Dear J-
Floyd Landis has confessed his guilt after insisting on his innoncence for nearly four years and my first reactions range from disbelief to anger and, finally, understanding thanks to the analysis by Mark Ziegler in today’s Union-Tribune (as much as the U-T ignores everything besides the holy trinity of American Football-Golf-Baseball, Ziegler actually does his best to bring soccer and cycling our way — sort of a European correspondent without a travel account). The big headlines, of course, are less about Floyd himself than they are about the names he’s named, including the iconic Lance Armstrong.

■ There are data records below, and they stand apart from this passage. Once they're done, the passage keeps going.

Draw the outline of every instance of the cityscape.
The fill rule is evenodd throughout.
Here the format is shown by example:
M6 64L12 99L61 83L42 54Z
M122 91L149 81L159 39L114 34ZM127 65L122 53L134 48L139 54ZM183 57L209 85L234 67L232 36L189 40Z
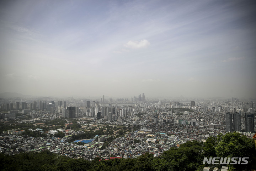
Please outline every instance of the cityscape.
M256 170L255 9L0 1L0 169Z
M255 101L233 97L153 101L142 94L130 99L2 98L0 152L48 149L89 160L146 153L157 157L170 148L193 140L205 142L220 134L235 131L251 139L254 135ZM3 129L9 127L15 129Z

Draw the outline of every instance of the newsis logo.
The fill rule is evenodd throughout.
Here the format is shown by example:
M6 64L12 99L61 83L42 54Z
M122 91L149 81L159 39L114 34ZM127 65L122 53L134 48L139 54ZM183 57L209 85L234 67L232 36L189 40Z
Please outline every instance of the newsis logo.
M204 158L204 161L203 162L203 164L205 164L206 162L207 164L210 165L211 164L213 165L246 165L248 163L246 160L247 159L249 159L249 157L230 157L227 158L225 157L210 157L208 159L207 157ZM238 161L237 160L238 159ZM232 162L230 163L230 160Z

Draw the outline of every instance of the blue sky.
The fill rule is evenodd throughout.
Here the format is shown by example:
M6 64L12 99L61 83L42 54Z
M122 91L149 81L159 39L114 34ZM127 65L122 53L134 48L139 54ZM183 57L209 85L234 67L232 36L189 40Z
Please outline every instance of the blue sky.
M0 92L256 96L254 1L0 3Z

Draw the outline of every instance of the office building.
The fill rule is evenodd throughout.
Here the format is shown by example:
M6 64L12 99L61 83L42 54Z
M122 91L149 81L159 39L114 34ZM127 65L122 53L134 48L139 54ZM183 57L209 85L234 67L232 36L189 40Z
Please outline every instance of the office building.
M234 131L236 132L241 131L241 114L237 112L234 113L233 114L233 120Z
M16 110L20 110L20 102L16 102L15 103L15 109Z
M232 132L232 115L230 112L226 113L226 131Z
M154 116L154 124L158 124L158 116Z
M101 112L97 112L97 119L101 119Z
M34 101L34 104L33 105L33 110L36 110L37 109L37 104L36 102Z
M87 107L87 108L89 108L90 107L90 101L86 101L86 107Z
M245 113L245 131L254 132L254 115Z
M67 107L66 111L66 118L74 118L76 116L76 107L69 106Z

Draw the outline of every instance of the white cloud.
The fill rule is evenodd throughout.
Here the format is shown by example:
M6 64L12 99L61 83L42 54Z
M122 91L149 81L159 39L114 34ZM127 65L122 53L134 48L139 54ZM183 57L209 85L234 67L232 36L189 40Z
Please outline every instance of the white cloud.
M146 39L140 40L140 41L129 41L124 46L128 48L140 49L147 47L150 45L150 43Z
M190 77L189 79L188 79L188 81L195 81L196 80L196 79L193 77Z
M14 77L18 77L18 74L15 74L15 73L11 73L11 74L8 74L5 75L5 76L7 77L10 77L10 78L14 78Z
M227 62L232 61L238 61L239 60L241 60L241 59L244 59L245 58L244 56L242 57L238 57L238 58L236 58L236 57L229 58L226 60L225 59L225 60L224 60L223 61L222 61L222 62Z
M160 81L160 80L159 79L148 79L146 80L142 80L142 82L159 82Z
M34 75L30 75L28 76L28 78L32 80L37 81L38 80L38 77L37 76Z
M113 82L120 82L120 81L118 80L113 80Z
M119 51L113 51L113 52L115 53L122 53L123 52L128 52L130 51L129 50L126 49L122 49Z

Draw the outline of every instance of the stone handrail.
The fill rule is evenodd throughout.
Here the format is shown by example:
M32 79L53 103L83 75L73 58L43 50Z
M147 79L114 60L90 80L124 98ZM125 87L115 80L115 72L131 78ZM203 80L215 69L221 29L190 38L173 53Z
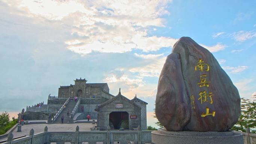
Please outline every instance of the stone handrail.
M101 142L104 144L110 144L115 142L121 143L142 144L151 142L151 132L149 131L141 131L138 128L138 131L110 131L110 127L107 131L79 131L79 127L77 126L75 131L49 132L47 126L44 132L34 134L32 129L29 135L13 139L12 133L8 135L8 139L4 144L48 144L51 143L64 144L65 142L71 144L82 144L88 143L95 144Z
M55 96L48 96L48 99L65 99L67 98L59 98Z
M73 122L73 117L74 116L75 114L76 114L76 113L77 113L77 110L78 109L78 106L80 104L80 101L81 99L79 98L79 99L78 99L78 100L77 101L77 102L76 102L76 105L74 108L73 111L72 111L72 113L71 113L71 114L69 116L69 119L68 120L68 123L72 123Z
M107 131L79 131L78 126L76 126L76 129L75 131L49 132L48 128L46 126L44 132L34 134L32 129L30 132L29 135L15 140L13 140L13 135L11 132L8 135L7 141L1 143L48 144L51 143L64 144L67 142L71 144L78 144L87 142L90 144L101 142L104 144L110 144L116 142L121 143L131 142L136 144L152 143L152 131L141 131L139 126L137 131L110 131L109 126ZM256 134L241 133L246 138L244 141L245 144L255 143Z
M64 105L67 105L67 104L69 102L69 99L70 99L70 98L68 98L67 99L67 101L65 102L64 104L63 104L63 105L62 105L62 106L60 108L60 110L59 110L56 113L56 114L55 115L54 118L52 119L52 123L53 123L54 122L55 120L56 120L57 119L57 117L58 117L58 116L59 116L59 115L61 113L61 112L62 111L62 110L64 109Z

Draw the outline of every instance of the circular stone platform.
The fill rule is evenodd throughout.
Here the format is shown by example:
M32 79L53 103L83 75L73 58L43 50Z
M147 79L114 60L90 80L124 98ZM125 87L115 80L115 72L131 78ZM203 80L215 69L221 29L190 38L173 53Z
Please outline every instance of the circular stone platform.
M171 131L165 129L152 132L155 144L243 144L241 133L226 132Z

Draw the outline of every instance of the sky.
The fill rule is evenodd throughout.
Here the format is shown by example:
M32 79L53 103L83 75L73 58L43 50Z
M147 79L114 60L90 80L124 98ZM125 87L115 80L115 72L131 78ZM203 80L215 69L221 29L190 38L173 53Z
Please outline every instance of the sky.
M240 96L256 95L254 0L0 0L0 111L16 113L76 78L147 102L173 45L212 53ZM16 116L15 116L16 117Z

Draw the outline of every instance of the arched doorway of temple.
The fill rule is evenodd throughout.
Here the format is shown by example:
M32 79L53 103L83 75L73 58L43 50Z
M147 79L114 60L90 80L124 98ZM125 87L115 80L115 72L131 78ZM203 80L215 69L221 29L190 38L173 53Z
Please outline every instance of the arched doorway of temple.
M129 114L126 111L114 111L109 114L111 129L129 129Z
M79 89L77 91L77 97L83 96L83 91L81 89Z

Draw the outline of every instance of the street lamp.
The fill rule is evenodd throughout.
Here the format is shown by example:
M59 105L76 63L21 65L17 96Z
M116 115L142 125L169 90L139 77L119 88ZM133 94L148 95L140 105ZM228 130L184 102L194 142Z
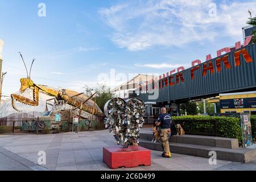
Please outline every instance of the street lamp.
M251 17L251 10L248 10L248 13L249 13L250 16Z

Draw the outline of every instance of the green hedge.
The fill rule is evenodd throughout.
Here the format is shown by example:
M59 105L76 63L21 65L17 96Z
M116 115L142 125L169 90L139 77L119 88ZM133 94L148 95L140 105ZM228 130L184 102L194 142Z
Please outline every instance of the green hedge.
M251 131L254 142L256 141L256 116L251 117Z
M242 142L242 130L239 118L187 115L174 117L172 119L176 124L181 124L185 132L187 130L189 131L189 133L214 133L213 122L207 122L207 121L216 120L218 136L237 138L240 143ZM189 120L193 122L189 122Z

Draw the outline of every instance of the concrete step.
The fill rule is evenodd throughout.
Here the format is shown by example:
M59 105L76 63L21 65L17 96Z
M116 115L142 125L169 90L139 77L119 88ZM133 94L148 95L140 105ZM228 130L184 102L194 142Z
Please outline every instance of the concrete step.
M144 139L140 140L140 146L152 150L163 151L162 144ZM239 148L237 149L205 146L187 143L170 143L171 152L209 158L210 151L215 151L217 159L240 163L249 163L256 160L256 150Z
M151 141L153 139L152 132L143 132L141 133L140 136L141 139L147 141ZM214 147L239 148L238 139L222 137L185 135L183 136L172 136L170 138L170 142Z

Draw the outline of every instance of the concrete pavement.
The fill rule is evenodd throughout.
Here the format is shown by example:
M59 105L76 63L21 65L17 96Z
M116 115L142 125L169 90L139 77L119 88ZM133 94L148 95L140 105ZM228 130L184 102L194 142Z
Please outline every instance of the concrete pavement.
M102 147L116 146L108 130L0 137L0 170L110 170L102 162ZM46 152L46 165L38 165L39 151ZM210 165L208 159L176 154L164 159L161 154L151 151L150 167L116 170L256 170L256 162Z

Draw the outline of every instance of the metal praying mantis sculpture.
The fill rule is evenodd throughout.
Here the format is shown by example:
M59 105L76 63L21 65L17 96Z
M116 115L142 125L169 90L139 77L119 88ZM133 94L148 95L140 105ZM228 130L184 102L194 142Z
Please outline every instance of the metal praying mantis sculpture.
M11 94L11 97L12 99L12 105L13 108L18 111L20 111L16 107L15 101L19 102L22 102L25 105L28 105L32 106L37 106L39 102L39 90L41 90L44 93L46 93L49 96L55 97L57 100L63 100L65 101L67 104L75 107L73 110L76 109L80 109L80 112L83 110L90 114L96 115L102 115L102 113L101 109L97 106L96 102L93 105L89 105L88 102L89 101L92 101L90 99L96 94L95 93L90 97L86 100L79 99L77 97L81 96L84 94L84 93L77 93L75 96L70 96L67 93L67 90L63 89L60 90L55 90L48 88L46 86L38 85L35 84L33 81L30 78L30 74L31 72L32 66L33 65L35 59L33 59L31 65L30 67L30 74L28 75L27 67L26 65L25 62L23 58L23 56L20 52L19 52L20 56L22 57L22 61L25 65L25 68L27 72L27 78L22 78L20 79L20 93L23 93L27 88L33 89L33 99L30 99L26 98L23 96L18 95L16 94Z

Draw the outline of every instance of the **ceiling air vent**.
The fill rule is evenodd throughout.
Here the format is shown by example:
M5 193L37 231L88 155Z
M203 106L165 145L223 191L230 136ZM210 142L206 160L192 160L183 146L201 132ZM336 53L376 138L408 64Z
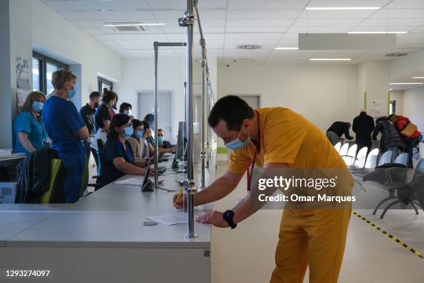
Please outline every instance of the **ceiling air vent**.
M134 24L134 26L131 26L132 24ZM139 33L141 31L145 31L146 28L142 26L136 26L135 25L136 23L108 23L108 24L112 25L112 26L109 26L114 31L119 32L119 33Z
M260 45L253 45L253 44L239 45L237 46L238 49L244 49L244 50L255 50L255 49L259 49L260 47L261 47Z
M392 53L386 54L385 56L399 58L399 57L406 56L407 55L408 55L408 53Z

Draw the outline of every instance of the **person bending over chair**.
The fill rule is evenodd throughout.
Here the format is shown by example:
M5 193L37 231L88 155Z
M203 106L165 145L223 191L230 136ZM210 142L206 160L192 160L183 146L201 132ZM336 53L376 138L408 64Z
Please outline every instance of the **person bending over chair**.
M133 133L130 117L116 114L112 117L103 146L103 164L98 184L107 185L125 174L144 175L145 169L135 165L131 145L127 140ZM150 171L152 172L152 171Z

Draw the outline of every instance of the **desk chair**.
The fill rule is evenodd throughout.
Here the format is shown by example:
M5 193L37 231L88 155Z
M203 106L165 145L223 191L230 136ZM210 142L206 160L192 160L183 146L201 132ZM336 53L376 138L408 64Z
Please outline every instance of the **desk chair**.
M60 159L53 159L51 162L51 173L48 190L41 198L41 203L64 203L65 194L63 189L64 167Z
M387 211L398 203L403 203L405 205L411 205L415 210L415 214L418 214L417 207L424 211L424 160L421 160L415 169L412 180L407 183L394 184L392 189L397 192L396 199L390 203L381 214L380 218L383 218ZM376 214L376 209L373 214Z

It’s easy enough to take Lance’s tack and declare Landis’s confession as the rantings of a delusional crackpot who’s finally snapped under the pressure of having to deny for four years, but what else does he have to lose at this point? Title, house, career, wife — all already gone. Remember when Jose Canseco levelled accusations that everyone in baseball was juiced and we all wrote him off as desperate and self-promoting? I understand that if everyone else is cheating, you need to cheat to remain competitive, but that also implies it’s tolerated or even tacitly encouraged by the governing body.
When I was a teenager, the world of bicycle racing seemed honest and upstanding: strategies, teams, and abilities all melding together into a chess game taking place over a hundred miles a day. Then again, everything short of pro wrestling sounded like pure physical prowess willing each other onward to amazing feats. They caution us to not elevate sports icons to hero status, that everyone’s just human, but that sounds like such a cop-out, you know? For the hyperinflation that’s affected (afflicted) professional sports you’d think that, for instance, Tiger Woods would be able to keep it in his pants, or that we could keep needles out of more brawny arms, but the stakes are too high: do we demand too much for all those dollars?